Articles | Volume 11, issue 22
Research article
27 Nov 2014
Research article |  | 27 Nov 2014

Forest conversion to poplar plantation in a Lombardy floodplain (Italy): effects on soil organic carbon stock

C. Ferré, R. Comolli, A. Leip, and G. Seufert

Abstract. Effects of forest conversion to poplar plantation on soil organic carbon (SOC) stocks were investigated by sampling paired plots in an alluvial area of the Ticino River in Northern Italy. According to land registers and historical aerial photographs, the two sites were part of a larger area of a 200 yr old natural forest that was partly converted to poplar plantation in 1973. The soil sampling of three layers down to a depth of 100 cm was performed at 90 and 70 points in the natural forest (NF) and in the nearby poplar plantation (PP) respectively. The substitution of the natural forest with the poplar plantation strongly modified soil C stock down to a depth of 55 cm, although the management practices at PP were not intensive. After calculation of equivalent soil masses and of SOC stocks in individual texture classes, the comparison of C stocks showed an overall decrease in SOC of 5.7 kg m−2 or 40% in consequence of 37 years of poplar cultivation.

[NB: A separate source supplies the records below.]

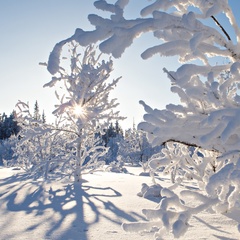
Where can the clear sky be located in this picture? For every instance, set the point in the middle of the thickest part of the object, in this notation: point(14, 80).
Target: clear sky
point(29, 29)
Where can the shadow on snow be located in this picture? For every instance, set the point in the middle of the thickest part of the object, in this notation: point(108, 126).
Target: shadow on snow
point(61, 211)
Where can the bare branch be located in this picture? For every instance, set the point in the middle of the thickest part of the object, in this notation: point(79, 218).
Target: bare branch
point(222, 28)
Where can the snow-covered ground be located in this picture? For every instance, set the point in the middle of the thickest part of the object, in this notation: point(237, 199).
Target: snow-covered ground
point(94, 211)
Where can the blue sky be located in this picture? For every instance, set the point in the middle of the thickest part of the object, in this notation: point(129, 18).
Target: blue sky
point(30, 29)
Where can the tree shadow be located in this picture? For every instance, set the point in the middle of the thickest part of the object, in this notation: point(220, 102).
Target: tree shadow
point(210, 226)
point(69, 209)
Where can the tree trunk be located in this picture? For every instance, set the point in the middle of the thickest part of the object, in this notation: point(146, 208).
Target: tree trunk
point(78, 170)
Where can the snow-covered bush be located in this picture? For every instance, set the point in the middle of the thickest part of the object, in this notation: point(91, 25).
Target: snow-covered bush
point(208, 114)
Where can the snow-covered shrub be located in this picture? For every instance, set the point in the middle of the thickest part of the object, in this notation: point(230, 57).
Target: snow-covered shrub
point(117, 166)
point(185, 163)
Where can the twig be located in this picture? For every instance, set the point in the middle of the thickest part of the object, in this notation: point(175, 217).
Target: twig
point(222, 28)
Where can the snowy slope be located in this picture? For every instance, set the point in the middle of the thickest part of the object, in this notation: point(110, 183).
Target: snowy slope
point(93, 211)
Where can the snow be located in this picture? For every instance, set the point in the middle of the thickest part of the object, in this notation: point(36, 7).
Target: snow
point(94, 210)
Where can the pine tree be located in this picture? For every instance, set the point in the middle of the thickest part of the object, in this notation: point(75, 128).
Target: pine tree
point(43, 117)
point(36, 114)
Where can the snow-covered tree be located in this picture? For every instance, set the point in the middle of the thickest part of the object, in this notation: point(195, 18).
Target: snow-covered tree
point(84, 105)
point(36, 114)
point(208, 114)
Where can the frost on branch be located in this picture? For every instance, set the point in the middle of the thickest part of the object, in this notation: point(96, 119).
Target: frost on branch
point(84, 106)
point(202, 131)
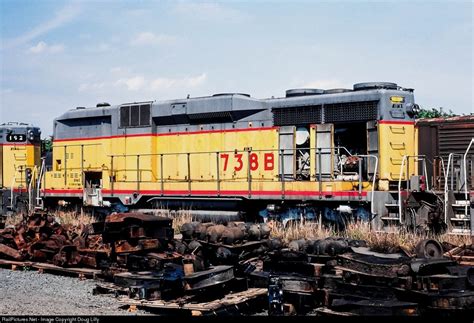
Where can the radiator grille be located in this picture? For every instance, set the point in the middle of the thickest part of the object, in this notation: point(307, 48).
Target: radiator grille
point(350, 111)
point(333, 113)
point(297, 115)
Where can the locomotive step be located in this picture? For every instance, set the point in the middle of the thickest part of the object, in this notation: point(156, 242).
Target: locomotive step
point(460, 231)
point(463, 203)
point(460, 219)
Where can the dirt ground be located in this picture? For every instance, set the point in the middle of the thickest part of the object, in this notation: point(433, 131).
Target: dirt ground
point(32, 293)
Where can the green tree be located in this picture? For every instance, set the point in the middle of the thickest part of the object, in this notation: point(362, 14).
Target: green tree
point(435, 113)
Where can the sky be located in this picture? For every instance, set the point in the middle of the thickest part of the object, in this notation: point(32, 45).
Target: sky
point(58, 55)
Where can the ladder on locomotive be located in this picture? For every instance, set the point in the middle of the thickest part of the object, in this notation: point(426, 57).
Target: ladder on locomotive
point(396, 208)
point(458, 188)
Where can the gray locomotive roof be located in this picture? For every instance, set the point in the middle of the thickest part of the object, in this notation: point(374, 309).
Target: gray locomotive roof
point(235, 102)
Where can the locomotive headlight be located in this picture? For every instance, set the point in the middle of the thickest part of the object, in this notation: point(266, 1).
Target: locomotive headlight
point(412, 109)
point(397, 99)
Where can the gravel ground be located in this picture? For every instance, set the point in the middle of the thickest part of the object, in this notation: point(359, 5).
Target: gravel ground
point(32, 293)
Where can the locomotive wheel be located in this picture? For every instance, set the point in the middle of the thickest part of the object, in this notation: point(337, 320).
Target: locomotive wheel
point(429, 249)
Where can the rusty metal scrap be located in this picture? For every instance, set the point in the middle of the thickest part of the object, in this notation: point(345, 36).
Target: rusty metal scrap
point(332, 276)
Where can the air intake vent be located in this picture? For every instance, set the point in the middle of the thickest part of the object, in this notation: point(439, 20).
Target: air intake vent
point(302, 92)
point(334, 91)
point(375, 85)
point(226, 94)
point(333, 113)
point(350, 111)
point(297, 116)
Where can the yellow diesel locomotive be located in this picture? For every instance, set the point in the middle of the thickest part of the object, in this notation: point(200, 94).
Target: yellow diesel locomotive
point(332, 155)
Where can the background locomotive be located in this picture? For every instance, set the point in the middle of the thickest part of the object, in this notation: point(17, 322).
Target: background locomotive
point(329, 154)
point(20, 153)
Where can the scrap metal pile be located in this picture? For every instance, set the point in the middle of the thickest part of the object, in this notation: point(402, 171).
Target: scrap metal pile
point(141, 258)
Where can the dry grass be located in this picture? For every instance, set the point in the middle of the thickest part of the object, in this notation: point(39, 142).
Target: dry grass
point(74, 219)
point(376, 240)
point(179, 217)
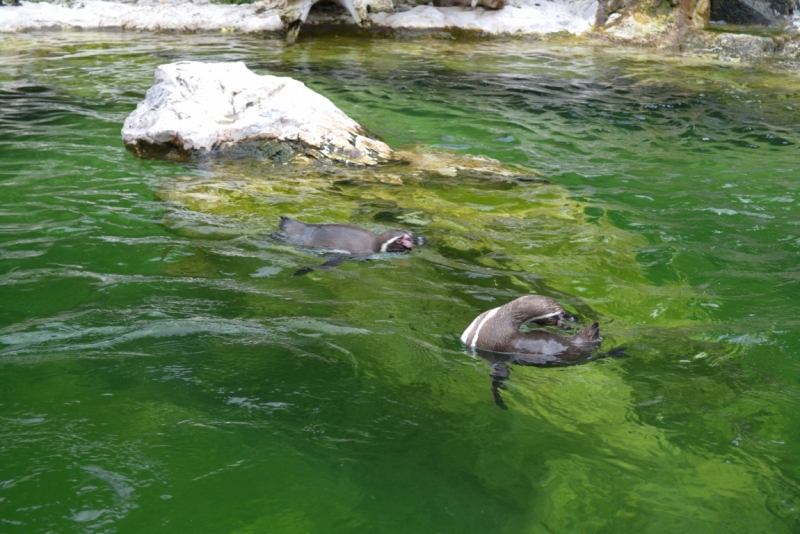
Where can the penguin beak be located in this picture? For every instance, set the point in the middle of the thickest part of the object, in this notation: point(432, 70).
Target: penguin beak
point(565, 317)
point(410, 241)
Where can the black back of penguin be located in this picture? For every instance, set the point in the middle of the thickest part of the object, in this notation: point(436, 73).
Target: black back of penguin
point(346, 239)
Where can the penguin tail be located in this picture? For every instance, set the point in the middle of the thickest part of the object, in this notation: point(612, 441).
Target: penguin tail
point(285, 221)
point(589, 334)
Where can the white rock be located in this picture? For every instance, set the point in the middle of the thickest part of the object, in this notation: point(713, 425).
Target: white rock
point(95, 14)
point(518, 17)
point(541, 17)
point(197, 109)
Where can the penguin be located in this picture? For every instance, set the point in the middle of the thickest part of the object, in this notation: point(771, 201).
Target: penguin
point(495, 335)
point(344, 241)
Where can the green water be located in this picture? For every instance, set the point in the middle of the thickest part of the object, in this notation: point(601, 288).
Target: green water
point(161, 370)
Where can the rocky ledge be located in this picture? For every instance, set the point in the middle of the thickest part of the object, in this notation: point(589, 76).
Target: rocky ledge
point(674, 24)
point(223, 109)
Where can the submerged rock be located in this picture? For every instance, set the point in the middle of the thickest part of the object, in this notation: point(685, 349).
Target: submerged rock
point(199, 109)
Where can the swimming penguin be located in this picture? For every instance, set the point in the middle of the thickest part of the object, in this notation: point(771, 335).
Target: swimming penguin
point(345, 241)
point(495, 335)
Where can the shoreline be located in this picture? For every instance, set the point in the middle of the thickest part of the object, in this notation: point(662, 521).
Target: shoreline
point(526, 19)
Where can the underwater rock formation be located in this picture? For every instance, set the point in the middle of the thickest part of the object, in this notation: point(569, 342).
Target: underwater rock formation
point(200, 109)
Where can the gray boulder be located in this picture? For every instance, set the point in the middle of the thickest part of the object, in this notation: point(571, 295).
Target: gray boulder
point(209, 109)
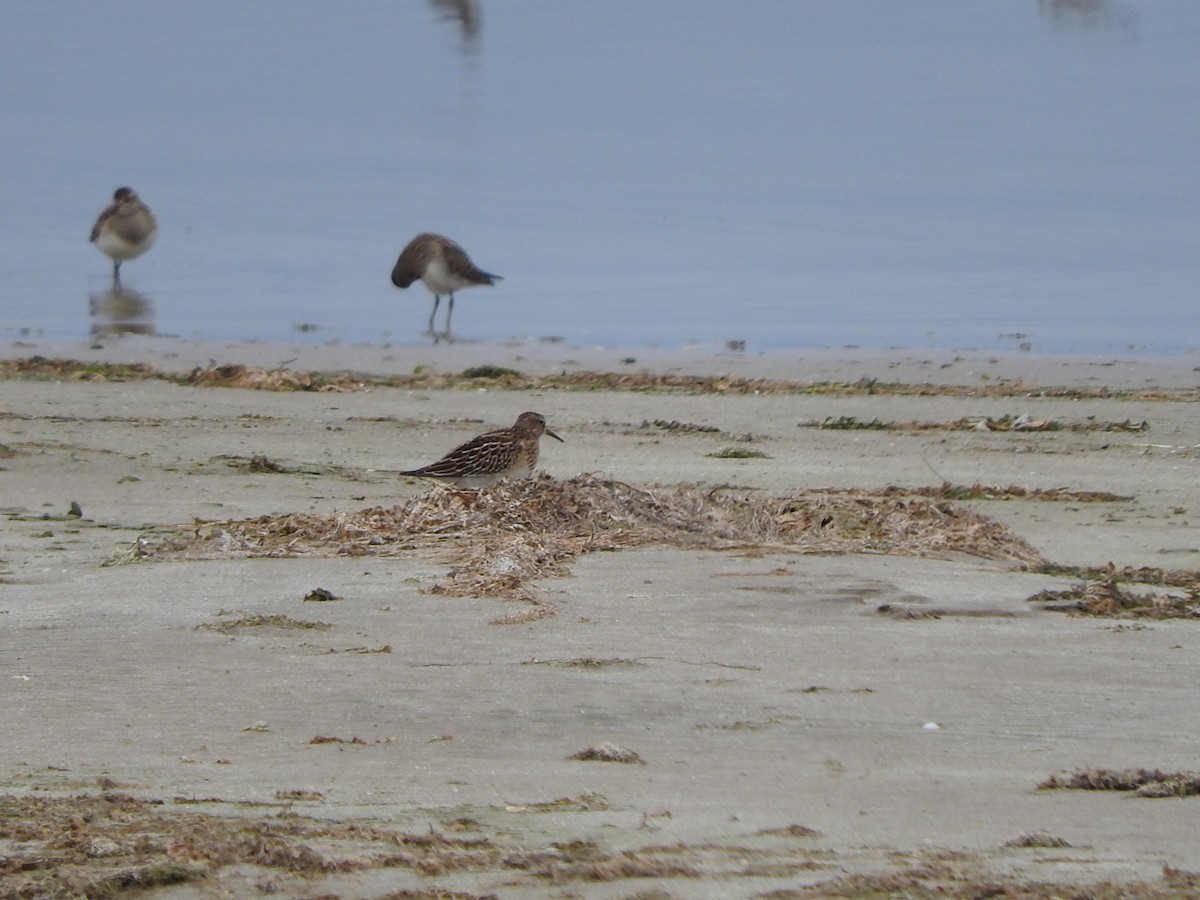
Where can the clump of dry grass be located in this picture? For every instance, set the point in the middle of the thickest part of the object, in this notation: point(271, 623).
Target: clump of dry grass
point(1107, 598)
point(1143, 783)
point(499, 538)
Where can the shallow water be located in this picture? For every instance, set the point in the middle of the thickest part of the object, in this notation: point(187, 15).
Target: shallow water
point(783, 173)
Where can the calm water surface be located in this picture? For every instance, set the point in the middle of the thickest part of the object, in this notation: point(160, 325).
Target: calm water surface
point(786, 173)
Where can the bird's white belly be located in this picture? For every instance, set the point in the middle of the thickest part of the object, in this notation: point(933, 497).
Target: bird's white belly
point(441, 280)
point(117, 247)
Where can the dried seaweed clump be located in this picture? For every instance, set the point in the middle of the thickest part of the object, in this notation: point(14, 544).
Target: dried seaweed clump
point(1107, 598)
point(1143, 783)
point(501, 537)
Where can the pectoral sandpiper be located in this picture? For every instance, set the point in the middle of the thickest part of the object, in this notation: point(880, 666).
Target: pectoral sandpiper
point(443, 265)
point(485, 460)
point(125, 231)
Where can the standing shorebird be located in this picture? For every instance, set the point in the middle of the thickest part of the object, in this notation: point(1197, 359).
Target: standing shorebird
point(125, 231)
point(483, 461)
point(443, 265)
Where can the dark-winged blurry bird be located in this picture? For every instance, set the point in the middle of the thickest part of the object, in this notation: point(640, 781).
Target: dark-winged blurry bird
point(125, 231)
point(443, 265)
point(487, 459)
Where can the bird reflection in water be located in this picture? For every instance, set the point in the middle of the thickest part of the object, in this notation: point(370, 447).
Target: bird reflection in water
point(466, 13)
point(120, 311)
point(1099, 15)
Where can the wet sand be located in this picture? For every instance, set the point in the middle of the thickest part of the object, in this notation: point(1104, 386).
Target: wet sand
point(787, 732)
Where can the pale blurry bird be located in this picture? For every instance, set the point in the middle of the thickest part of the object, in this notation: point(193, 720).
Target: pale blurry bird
point(125, 231)
point(487, 459)
point(443, 265)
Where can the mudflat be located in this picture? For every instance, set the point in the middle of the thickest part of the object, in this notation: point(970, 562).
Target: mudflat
point(243, 655)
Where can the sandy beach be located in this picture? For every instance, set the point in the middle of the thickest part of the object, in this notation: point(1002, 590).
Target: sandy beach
point(667, 719)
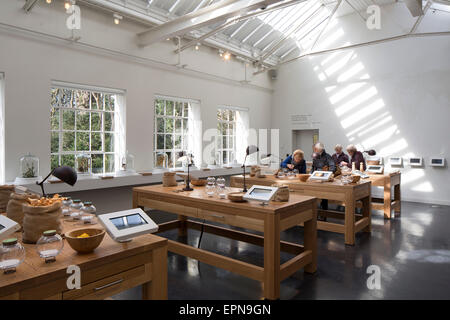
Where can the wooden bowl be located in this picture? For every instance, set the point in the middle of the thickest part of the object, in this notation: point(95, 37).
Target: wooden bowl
point(303, 176)
point(85, 245)
point(198, 182)
point(355, 179)
point(236, 196)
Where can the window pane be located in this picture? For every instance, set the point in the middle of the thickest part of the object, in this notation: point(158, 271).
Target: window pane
point(83, 120)
point(68, 120)
point(178, 125)
point(96, 141)
point(169, 141)
point(159, 124)
point(96, 101)
point(82, 141)
point(169, 125)
point(54, 145)
point(159, 107)
point(109, 142)
point(178, 109)
point(110, 101)
point(54, 162)
point(160, 141)
point(68, 160)
point(97, 163)
point(96, 121)
point(109, 121)
point(169, 108)
point(66, 98)
point(68, 141)
point(54, 119)
point(82, 99)
point(178, 142)
point(109, 163)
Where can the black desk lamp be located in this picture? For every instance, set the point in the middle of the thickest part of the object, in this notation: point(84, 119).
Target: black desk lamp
point(250, 150)
point(64, 173)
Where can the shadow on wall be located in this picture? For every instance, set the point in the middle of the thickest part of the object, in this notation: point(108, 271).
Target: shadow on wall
point(359, 106)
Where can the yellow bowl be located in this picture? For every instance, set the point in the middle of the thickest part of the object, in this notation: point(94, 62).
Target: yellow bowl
point(88, 244)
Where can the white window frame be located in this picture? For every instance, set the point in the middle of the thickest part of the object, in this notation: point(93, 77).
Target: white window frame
point(185, 133)
point(230, 136)
point(118, 124)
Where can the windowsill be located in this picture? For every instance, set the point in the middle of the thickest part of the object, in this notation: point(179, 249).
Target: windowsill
point(124, 179)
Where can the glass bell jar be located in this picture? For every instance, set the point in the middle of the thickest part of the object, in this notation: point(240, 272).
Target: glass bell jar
point(12, 254)
point(29, 169)
point(49, 245)
point(83, 164)
point(161, 161)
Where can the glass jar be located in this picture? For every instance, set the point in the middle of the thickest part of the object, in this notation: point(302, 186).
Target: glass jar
point(210, 186)
point(161, 160)
point(75, 209)
point(88, 213)
point(83, 163)
point(127, 162)
point(221, 188)
point(66, 203)
point(12, 254)
point(49, 245)
point(29, 166)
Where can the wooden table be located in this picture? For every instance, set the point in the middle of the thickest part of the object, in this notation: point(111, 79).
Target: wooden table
point(389, 202)
point(112, 268)
point(347, 194)
point(270, 219)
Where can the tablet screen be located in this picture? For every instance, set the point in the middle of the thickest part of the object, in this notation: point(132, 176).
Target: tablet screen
point(130, 221)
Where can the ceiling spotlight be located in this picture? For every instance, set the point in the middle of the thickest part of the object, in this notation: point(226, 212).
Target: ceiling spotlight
point(226, 56)
point(117, 18)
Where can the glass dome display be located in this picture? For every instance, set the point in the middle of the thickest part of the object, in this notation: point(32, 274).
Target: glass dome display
point(83, 163)
point(12, 254)
point(127, 162)
point(49, 245)
point(29, 167)
point(161, 160)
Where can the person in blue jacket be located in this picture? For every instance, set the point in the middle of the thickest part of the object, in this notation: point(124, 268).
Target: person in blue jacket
point(295, 161)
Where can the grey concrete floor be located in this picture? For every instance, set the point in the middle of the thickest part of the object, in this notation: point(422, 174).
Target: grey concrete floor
point(412, 252)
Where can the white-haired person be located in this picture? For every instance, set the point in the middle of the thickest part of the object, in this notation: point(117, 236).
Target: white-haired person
point(322, 161)
point(356, 157)
point(339, 157)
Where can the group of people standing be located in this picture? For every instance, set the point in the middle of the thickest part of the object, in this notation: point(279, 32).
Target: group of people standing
point(323, 161)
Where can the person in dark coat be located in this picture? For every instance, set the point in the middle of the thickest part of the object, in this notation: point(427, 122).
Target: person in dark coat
point(295, 161)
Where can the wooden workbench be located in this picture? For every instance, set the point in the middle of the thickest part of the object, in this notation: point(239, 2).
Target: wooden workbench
point(390, 201)
point(112, 268)
point(347, 194)
point(270, 219)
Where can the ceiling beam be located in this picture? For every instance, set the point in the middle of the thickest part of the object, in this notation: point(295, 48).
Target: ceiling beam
point(239, 19)
point(211, 14)
point(29, 4)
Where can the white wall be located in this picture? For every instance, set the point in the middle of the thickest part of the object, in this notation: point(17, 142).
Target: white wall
point(411, 81)
point(31, 62)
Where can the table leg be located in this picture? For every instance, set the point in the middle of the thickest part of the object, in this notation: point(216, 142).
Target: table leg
point(272, 257)
point(156, 289)
point(387, 199)
point(349, 221)
point(367, 212)
point(310, 240)
point(398, 199)
point(182, 229)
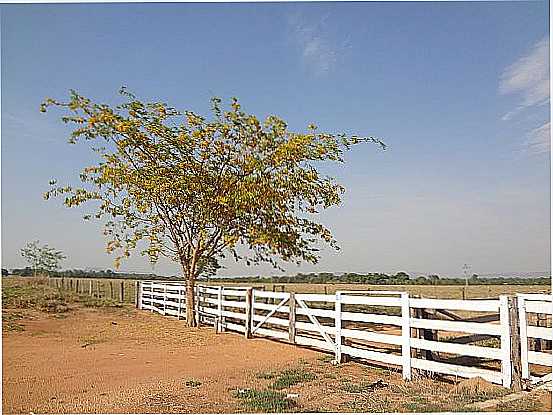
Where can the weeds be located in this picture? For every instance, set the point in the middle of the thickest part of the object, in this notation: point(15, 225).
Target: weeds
point(291, 377)
point(192, 383)
point(265, 375)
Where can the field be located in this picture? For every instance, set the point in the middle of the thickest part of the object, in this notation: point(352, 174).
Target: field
point(110, 288)
point(428, 291)
point(69, 353)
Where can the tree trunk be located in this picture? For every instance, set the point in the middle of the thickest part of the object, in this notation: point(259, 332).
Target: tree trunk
point(190, 302)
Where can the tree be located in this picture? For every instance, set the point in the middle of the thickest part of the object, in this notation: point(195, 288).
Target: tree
point(194, 189)
point(43, 259)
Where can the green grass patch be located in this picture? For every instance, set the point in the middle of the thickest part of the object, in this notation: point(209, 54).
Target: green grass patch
point(291, 377)
point(265, 375)
point(265, 400)
point(192, 383)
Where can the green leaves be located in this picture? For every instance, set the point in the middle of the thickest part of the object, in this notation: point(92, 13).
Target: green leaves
point(176, 184)
point(41, 258)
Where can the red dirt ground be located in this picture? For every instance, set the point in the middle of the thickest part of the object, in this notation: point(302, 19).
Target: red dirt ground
point(140, 364)
point(122, 360)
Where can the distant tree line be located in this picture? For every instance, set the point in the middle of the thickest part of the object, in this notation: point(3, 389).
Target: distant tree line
point(80, 273)
point(401, 278)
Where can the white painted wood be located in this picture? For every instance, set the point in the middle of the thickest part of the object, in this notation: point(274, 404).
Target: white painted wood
point(271, 320)
point(319, 312)
point(505, 340)
point(406, 337)
point(235, 304)
point(375, 301)
point(460, 326)
point(235, 327)
point(311, 317)
point(539, 307)
point(139, 305)
point(540, 332)
point(220, 308)
point(263, 306)
point(270, 294)
point(233, 293)
point(322, 298)
point(536, 297)
point(523, 320)
point(300, 325)
point(540, 358)
point(309, 341)
point(372, 318)
point(456, 370)
point(275, 309)
point(373, 336)
point(466, 305)
point(371, 355)
point(461, 349)
point(272, 333)
point(338, 327)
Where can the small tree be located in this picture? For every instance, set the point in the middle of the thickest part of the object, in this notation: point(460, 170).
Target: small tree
point(42, 259)
point(196, 190)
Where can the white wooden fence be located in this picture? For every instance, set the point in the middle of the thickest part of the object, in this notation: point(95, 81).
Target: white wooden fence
point(535, 308)
point(380, 326)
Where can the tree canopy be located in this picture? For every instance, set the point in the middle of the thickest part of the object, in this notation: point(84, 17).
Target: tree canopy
point(196, 189)
point(42, 259)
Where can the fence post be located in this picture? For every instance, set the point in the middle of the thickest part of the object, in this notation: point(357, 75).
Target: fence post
point(122, 292)
point(406, 337)
point(249, 317)
point(338, 327)
point(505, 340)
point(164, 298)
point(523, 322)
point(180, 302)
point(139, 295)
point(292, 319)
point(514, 326)
point(220, 308)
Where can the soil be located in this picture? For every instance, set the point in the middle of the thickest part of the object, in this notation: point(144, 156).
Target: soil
point(127, 361)
point(123, 360)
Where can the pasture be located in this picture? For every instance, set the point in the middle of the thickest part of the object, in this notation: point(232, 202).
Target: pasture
point(68, 352)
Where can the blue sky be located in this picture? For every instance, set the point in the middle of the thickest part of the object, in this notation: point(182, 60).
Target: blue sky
point(459, 92)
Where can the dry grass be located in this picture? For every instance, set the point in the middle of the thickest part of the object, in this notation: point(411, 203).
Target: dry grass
point(428, 291)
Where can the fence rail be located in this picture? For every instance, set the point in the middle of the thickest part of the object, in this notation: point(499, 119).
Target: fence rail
point(389, 327)
point(535, 314)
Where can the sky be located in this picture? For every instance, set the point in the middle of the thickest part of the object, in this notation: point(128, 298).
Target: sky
point(459, 91)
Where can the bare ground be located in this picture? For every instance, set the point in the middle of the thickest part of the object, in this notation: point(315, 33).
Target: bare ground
point(122, 360)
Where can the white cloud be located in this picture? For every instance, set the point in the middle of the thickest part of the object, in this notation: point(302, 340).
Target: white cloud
point(318, 51)
point(539, 139)
point(528, 77)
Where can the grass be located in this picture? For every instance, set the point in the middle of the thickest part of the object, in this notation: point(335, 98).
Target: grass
point(290, 377)
point(363, 387)
point(29, 293)
point(265, 400)
point(265, 375)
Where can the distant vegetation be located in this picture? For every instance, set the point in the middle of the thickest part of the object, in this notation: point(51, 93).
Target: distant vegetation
point(401, 278)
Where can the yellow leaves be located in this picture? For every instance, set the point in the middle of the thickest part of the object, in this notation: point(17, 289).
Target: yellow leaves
point(123, 127)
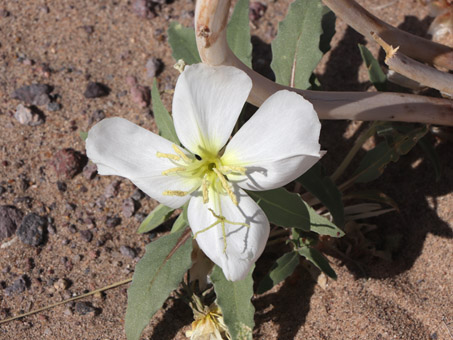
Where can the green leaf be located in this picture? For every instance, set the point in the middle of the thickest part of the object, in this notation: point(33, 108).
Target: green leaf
point(432, 156)
point(375, 160)
point(238, 33)
point(296, 50)
point(323, 188)
point(319, 260)
point(234, 299)
point(155, 218)
point(163, 119)
point(377, 76)
point(281, 269)
point(328, 29)
point(156, 275)
point(181, 222)
point(289, 210)
point(183, 43)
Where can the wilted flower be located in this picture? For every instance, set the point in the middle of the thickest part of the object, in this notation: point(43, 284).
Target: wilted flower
point(276, 145)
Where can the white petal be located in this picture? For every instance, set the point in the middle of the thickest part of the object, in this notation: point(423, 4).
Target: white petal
point(277, 145)
point(119, 147)
point(207, 104)
point(243, 244)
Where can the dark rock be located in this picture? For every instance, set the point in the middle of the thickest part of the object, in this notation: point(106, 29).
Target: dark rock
point(112, 221)
point(97, 116)
point(129, 207)
point(96, 90)
point(10, 219)
point(90, 170)
point(18, 286)
point(256, 10)
point(112, 189)
point(140, 95)
point(154, 67)
point(68, 163)
point(35, 94)
point(128, 251)
point(86, 235)
point(62, 187)
point(53, 106)
point(84, 308)
point(32, 229)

Our case study provides further evidence that (i) spatial heterogeneity of SOC is an important feature in paired plot studies requiring a careful sampling strategy and high enough number of samples; (ii) land use changes through tillage are creating a more homogeneous spatial structure of soil properties and may require the application of dedicated spatial statistics to tackle eventual problems of pseudo-replicates and auto-correlation; (iii) short rotation forests are not properly represented in current reporting schemes for changes of SOC after land use change and may better be considered as cropland.

Short summary
In a paired plot design we studied the effect on soil organic carbon stocks of the transformation of a natural forest in the Po Valley in northern Italy into a short rotation poplar plantation 37 years ago and observed a reduction by 40% or 5.7 kg m−2 over the plowing depth of 55cm. A dedicated sampling scheme and application of spatial statistics was needed to proof this change because the homogenization effect of plowing created a spatial auto-correlation.